The murders were later linked to the disappearance and murder of Julie Garciacelay, a librarian originally from Stockton, California. Garciacelay had disappeared from her North Melbourne, Victoria apartment on 1 July 1975. One suspect in that case, a crime reporter and work friend of Garciacelay at Truth, had been staying in the house next to the Easey Street killings on the night of the attacks.

However, despite investigations by a team of sixteen detectives, the case quickly went cold and the murders remained unsolved. A year after the attacks, a reward of $50,000 was offered. In 2011, however, the case was quietly re-opened under the supervision of the detective Ron Iddles. On 15 January 2017 forty years after the murders, police offered a reward of up to $1 million for information leading to the apprehension and subsequent conviction of the person or persons responsible for the attacks.

===Arrest===
On 19 September 2024, Perry Kouroumblis, a 65-year-old man, holding dual citizenship of Australia and Greece, was arrested at an airport in Rome, Italy, in connection with the murders. Kouroumblis had been a student at the same school where victim Susan Bartlett worked as an arts and crafts teacher. His arrest was executed under an Interpol red notice, after which Kouroumblis was remanded in custody in Italy. Authorities from Victoria Police and the Australian Attorney General's office sought his extradition to Australia, where Victoria Police intend to charge him with two counts of murder and one count of rape. At the time of the offences, he was 17 years old.

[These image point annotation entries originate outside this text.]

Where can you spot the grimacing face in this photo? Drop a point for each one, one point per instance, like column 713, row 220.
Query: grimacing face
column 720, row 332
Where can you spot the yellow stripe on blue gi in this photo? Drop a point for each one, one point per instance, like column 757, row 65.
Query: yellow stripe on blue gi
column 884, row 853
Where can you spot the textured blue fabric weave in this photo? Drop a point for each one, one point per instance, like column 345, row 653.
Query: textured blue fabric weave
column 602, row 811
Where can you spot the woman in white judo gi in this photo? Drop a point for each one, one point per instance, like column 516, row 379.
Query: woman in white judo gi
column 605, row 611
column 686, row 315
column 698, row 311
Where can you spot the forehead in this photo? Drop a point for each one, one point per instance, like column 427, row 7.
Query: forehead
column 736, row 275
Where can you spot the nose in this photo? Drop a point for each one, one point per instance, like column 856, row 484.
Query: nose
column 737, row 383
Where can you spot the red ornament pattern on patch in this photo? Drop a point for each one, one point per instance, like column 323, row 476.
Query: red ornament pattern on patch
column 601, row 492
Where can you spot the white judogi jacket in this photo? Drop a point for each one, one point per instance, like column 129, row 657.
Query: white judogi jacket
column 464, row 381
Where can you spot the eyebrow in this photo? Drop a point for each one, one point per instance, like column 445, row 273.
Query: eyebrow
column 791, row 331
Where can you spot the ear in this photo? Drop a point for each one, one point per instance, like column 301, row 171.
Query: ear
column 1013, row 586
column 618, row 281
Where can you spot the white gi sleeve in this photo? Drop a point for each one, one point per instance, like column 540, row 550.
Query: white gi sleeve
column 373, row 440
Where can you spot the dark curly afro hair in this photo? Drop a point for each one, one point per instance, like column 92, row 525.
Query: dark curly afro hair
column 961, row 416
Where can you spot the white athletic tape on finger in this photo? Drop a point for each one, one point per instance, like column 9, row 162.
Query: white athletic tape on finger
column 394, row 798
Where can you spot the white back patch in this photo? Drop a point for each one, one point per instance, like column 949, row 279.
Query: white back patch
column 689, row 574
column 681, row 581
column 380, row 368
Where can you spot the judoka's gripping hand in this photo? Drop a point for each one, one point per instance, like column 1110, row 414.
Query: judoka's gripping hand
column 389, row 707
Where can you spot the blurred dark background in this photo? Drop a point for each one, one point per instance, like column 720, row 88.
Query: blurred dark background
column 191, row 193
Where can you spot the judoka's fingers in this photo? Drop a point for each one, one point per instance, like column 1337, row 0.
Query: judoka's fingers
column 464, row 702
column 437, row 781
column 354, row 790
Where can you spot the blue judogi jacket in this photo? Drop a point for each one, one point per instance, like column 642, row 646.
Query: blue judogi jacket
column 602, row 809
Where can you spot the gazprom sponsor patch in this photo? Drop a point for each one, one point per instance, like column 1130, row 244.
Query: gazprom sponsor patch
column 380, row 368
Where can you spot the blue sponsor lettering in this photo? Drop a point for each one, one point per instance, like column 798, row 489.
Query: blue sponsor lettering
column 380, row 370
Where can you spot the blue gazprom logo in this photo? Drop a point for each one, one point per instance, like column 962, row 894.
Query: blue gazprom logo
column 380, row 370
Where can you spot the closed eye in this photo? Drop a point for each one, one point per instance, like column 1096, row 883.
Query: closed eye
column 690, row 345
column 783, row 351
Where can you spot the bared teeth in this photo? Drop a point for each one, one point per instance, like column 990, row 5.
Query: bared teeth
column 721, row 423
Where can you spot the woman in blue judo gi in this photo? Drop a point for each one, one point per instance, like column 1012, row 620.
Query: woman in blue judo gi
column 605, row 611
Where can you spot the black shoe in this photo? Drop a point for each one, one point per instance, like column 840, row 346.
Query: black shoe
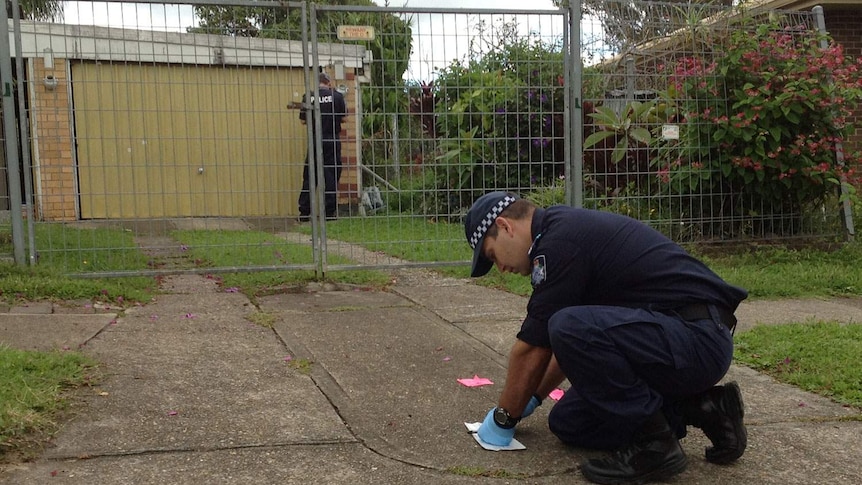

Police revealed that Kouroumblis had been a suspect since at least 2017, when he had been asked to submit a DNA sample along with other suspects; he emigrated to Greece prior to providing any DNA to police. Owing to Greek residence and their statute of limitations on the initiation of an arrest warrant for murder charges, authorities were unable to seek his arrest while he remained there. Consequently, police were obliged to wait for him to travel outside the country. His arrest in Rome marked the first opportunity for such an action.

On 25 September, days after his arrest, Kouroumblis appeared in front of a court in Rome. He subsequently indicated that he would not fight the extradition request, telling the court he was innocent of the murders and intended to clear his name. Kouroumblis was extradited and arrived in Melbourne late on 3 December. His committal hearing commenced on 29 October.

At a hearing on 4 December 2024, Kouroumblis was represented by criminal defence lawyer Bill Doogue.

==Legacy==
Gregory Armstrong was adopted and raised in Queensland by his mother's younger sister, who has also continually advocated for the solving of the case in the media. Interest in the case has persisted, particularly when the property was sold (after remaining vacant for six years) in 1983, then in 2011, and again in 2017.

Australian artist Steve Cox lived in Easey Street, diagonally opposite to the murder house, between 1978 and 1979. He later made a number of artworks based on this case.

A book by Tom Prior, They trusted men: The untold story of the Easey Street murders, was published in 1996. In March 2019 a book by Helen Thomas called Murder on Easey Street: Melbourne's Most Notorious Cold Case (ISBN 978-1760640040) was published. Thomas was interviewed by True Crime Conversations about the case in November 2019.

In June 2018, journalist Andrew Rule released a podcast on the case called The horror at Easey St. Rule also interviewed Thomas in a March 2019 follow up podcast. In April–May 2019, Unsolved Murders: True Crime Stories ran a 2-part dramatised episode on the case. In April 2022, Casefile featured the case in episode 207. In January 2024, a 6-part podcast covering the case by Casefile Presents was also released.